During the holiday season, the farm sells Christmas wreaths and trees.
Woods Farms is a staple in the local farming scene, namely at the downtown Roanoke Farmers Market. Several years ago, in response to the pandemic when fewer people worked in the city’s downtown offices, Woods opened a second stand at the South County Market on Virginia 419 in Roanoke County.
Now, the farm sells its offerings from the downtown market Fridays and Saturdays, and at the county market a few days a week. It also has its own store in Boones Mill.
Look for the farm’s tomatoes paired with hamburgers and other menu items at two area restaurants, Burger in the Square and Holly Jo’s Creekside Grill in Boones Mill.
Garden Variety Harvests
It began with a backyard.
Cam Terry, who runs Garden Variety Harvests, moved to Roanoke in 2017 after a career detour. Formerly a film producer in Colorado, Terry wanted to build an urban farming business.
He started a backyard garden at his in-laws’ home in Garden City. And the business concept sprouted, literally, soon making its way into backyards across the community.
Since then, Terry moved much of the operation to a 3.5-acre site at Lick Run Farm on 10th Street in Roanoke. The space is located in the midst of a neighborhood. Family and friends make up the farm crew and work to grow 40 to 50 different crops throughout the year.
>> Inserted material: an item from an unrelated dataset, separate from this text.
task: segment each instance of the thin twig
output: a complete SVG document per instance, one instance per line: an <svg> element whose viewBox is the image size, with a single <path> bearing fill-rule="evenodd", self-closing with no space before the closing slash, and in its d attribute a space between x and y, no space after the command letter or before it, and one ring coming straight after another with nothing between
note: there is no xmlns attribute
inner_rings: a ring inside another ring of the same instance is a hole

“I don’t believe that food production needs to happen in one part of the community and transported to where we live,” Terry said. “We teach people that small spaces can be productive.”
Garden Variety Harvests is a regular vendor at the Grandin Village and West End farmers markets and sells its produce to local restaurants, including Local Roots, Bloom, Rockfish, Blue Ridge Catering and others. Its best seller for restaurateurs is a bagged lettuce mix, which combines spinach, arugula and kale.
Terry said he’s inspired daily by the magic of growing food that people want to eat.
“There’s so much optimism to it,” he said. “The planting of food is the most hopeful thing you can do.”